Wider die Ideologie!

Heute vor 73 Jahren wurde das Grundgesetz für die Bundesrepublik Deutschland – unsere Verfassung – verkündet. Und eines muss man immer wieder betonen: Es ist die beste Verfassung, die Deutschland jemals hatte.

Was wir heute politisch erleben müssen, basiert nicht auf gravierendem Mängeln im Grundgesetz, sondern ist im Gegenteil eine Missachtung dessen, was die Väter des Grundgesetzes für Deutschland und für das Deutsche Volk wollten und dessen was das Grundgesetz eigentlich verlangt.

Denn die Grundrechte waren als Abwehrrechte des einzelnen Bürgers gegen den Staat gedacht und nicht als Argumentationsgrundlage für das Ausspielen verschiedener Gruppen gegeneinander.

Das Recht auf Allgemeine Handlungsfreiheit bedeutet, dass alles erlaubt ist, was nicht verboten ist (nicht umgekehrt) und es bedeutet, dass der Staat nicht willkürlich Regeln erlassen kann – auch nicht im Rahmen von Hausrecht oder für eine abstrakte Gefahrenabwehr im Rahmen des Infektionsschutzes.

Der Gleichheitsgrundsatz besagt, dass es dem Staat egal zu sein hat, welches Geschlecht und welche Hautfarbe ein deutscher Bürger hat und nicht, dass er durch Diskriminierung „Diversität“ oder geschlechtliche Parität herbeiführen solle und dürfe.

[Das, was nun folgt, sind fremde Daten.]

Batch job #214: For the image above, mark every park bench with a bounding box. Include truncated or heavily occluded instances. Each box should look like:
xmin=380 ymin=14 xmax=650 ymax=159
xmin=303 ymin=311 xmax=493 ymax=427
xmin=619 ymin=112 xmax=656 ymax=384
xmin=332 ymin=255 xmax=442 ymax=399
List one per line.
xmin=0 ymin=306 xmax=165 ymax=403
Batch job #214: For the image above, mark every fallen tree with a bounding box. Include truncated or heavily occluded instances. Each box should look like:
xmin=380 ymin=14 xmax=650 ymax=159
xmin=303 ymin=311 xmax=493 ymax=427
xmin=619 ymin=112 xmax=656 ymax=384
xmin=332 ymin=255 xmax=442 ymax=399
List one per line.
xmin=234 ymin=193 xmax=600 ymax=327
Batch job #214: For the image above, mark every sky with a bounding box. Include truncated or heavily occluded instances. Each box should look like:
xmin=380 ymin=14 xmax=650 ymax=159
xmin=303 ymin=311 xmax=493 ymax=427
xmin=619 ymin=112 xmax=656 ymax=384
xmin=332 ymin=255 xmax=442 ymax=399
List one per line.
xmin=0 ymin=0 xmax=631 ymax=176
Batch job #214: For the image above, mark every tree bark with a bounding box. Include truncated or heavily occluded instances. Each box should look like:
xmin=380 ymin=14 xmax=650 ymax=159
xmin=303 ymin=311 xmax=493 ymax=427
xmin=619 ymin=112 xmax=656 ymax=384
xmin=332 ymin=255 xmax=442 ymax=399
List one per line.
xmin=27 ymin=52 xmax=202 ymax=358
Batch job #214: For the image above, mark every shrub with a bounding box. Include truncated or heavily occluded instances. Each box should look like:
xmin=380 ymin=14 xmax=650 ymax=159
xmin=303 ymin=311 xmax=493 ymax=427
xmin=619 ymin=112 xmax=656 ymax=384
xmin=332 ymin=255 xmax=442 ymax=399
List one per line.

Das Recht auf freie Meinungsäußerung bedeutet, dass es eben keine staatliche Aufgabe ist, unerwünschte Meinungen zu unterdrücken oder durch Konzerne und Staatsmedien unterdrücken zu lassen. Daran ändert sich auch nichts, wenn man unerwünschte Meinungen als „Hassrede“ definiert.

Das Deutsche Volk ist der Souverän

Das Grundgesetz stellt die Ehe und die werteformende Erziehung von Kindern durch ihre Eltern unter besonderen Schutz und nicht „Verantwortungsgemeinschaften“ oder die ideologische Indoktrination von Kindern durch Lehrer und Erzieher.

Das Recht auf Versammlungsfreiheit bedeutet, dass man grundsätzlich keine Erlaubnis für eine Versammlung benötigt.

Die informationelle Selbstbestimmung bedeutet, dass der Staat nicht über ein eindeutiges Identifikationsmerkmal (Steuer-ID) alle Daten über einen Bürger zu einem Superdatensatz zusammenführen darf. Er sollte nicht einmal die Möglichkeit dazu haben, wie es aber seit einem Jahr der Fall ist.

Und auch das Recht auf Eigentum entspringt wie die anderen Grundrechte dem Menschenwürdeprinzip und kann nicht einfach willkürlich nach ideologischer Agenda eingeschränkt werden.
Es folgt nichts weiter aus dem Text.